I’m on a roll, I’m on a roll, this time. I feel my luck could change.” Just as it seemed that I’d have to settle into Valentine’s Day weekend with the cloying miasma of Love Actually still wafting in the air, along came Wayne Kramer’s The Cooler (by way of my local Blockbuster.) Stacked with quality performances by William H. Macy, Maria Bello, Alec Baldwin, Paul Sorvino, and Ron Livingston, The Cooler is an enchanting magical realist tale about the transformative power of love that I found passionate, poignant, and poetic (and not in the Vogon sense.) I thought it managed to capture that first, giddy and glorious flush of a new romance in spades.

The film begins with Bernie (Macy), a guy beat down so low by life he makes Jerry Lundegaard seem like Tony Robbins, ambling around the once-fabulous Shangri-La casino, bestowing bad mojo like a benediction upon any unfortunate gambler in his wake.
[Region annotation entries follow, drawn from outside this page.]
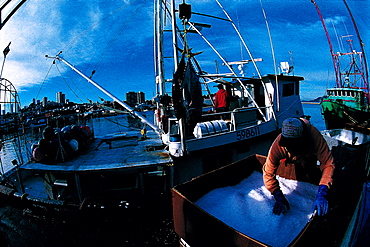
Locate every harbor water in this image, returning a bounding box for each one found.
[0,103,325,173]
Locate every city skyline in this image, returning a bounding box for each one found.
[0,0,369,105]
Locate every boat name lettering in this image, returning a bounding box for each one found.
[236,127,260,141]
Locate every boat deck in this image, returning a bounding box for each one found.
[20,132,172,172]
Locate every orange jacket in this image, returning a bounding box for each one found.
[263,119,334,193]
[215,89,229,108]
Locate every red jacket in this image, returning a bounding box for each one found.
[263,119,334,193]
[215,89,229,108]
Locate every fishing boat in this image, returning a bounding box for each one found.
[312,0,370,134]
[172,129,370,247]
[0,1,303,224]
[0,1,303,214]
[154,1,303,184]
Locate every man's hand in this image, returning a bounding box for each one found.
[272,189,290,215]
[312,185,329,216]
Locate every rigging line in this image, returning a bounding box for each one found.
[55,64,88,103]
[95,0,148,70]
[36,62,54,99]
[216,0,262,79]
[260,0,280,115]
[57,59,104,102]
[188,22,267,122]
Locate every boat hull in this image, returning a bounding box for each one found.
[172,130,370,247]
[320,89,370,129]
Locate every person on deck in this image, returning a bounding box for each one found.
[263,118,334,216]
[214,84,229,112]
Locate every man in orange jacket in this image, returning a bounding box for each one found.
[263,118,334,216]
[214,84,229,112]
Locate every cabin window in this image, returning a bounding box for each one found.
[283,83,295,97]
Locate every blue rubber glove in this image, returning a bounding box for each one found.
[272,189,290,215]
[312,185,329,216]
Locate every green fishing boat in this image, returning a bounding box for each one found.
[312,0,370,134]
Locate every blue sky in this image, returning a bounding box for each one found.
[0,0,370,106]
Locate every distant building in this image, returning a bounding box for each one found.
[137,92,145,104]
[126,92,145,106]
[42,97,48,107]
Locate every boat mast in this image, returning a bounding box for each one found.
[155,0,166,96]
[343,0,370,92]
[45,52,163,134]
[311,0,342,88]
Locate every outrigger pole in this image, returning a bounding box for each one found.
[45,52,163,134]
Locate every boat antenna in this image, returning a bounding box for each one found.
[216,0,277,120]
[311,0,342,88]
[343,0,370,91]
[260,0,280,111]
[45,52,163,134]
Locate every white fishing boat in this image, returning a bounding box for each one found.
[2,1,303,209]
[155,1,303,184]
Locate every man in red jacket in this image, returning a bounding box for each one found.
[263,118,334,216]
[214,84,229,112]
Y’see, Bernie is such a hard luck case that he infects everyone around him with his awful fortune, and has thus been hired as a “cooler” by Old Vegas mob boss Shelley Kaplow (Baldwin, well-deserving of his Supporting Actor nomination.) But, when Bernie encounters cocktail waitress and amateur astrologist Natalie (Bello), Cupid works some mojo of his own, and soon enough a revitalized, invincible Bernie inexplicably has the Midas Touch, which may not sit well with his employers…

True, you can guess where this is basically going from the opening moments. The Cooler is ultimately a brief genre exercise in noir romance – It’s not reinventing the wheel. But the wry script takes a few jags I wasn’t expecting, and Kramer, Macy, and Bello succeed in fashioning two lovebirds who veer from playful to amorous to desperate for each other in a way that belies the cookie cutter courtship of so many other films. (And while it at first seems that The Cooler has a Sideways problem, it doesn’t, for spoilerish reasons which will be evident if you see the movie.) In sum, if you can stomach the occasional burst of Old Vegas-style mob brutality (usually at the hands of Baldwin), The Cooler is a testament to the notion that even perennial losers can sometimes catch a lucky break, and a touching character-driven romance well worth checking out.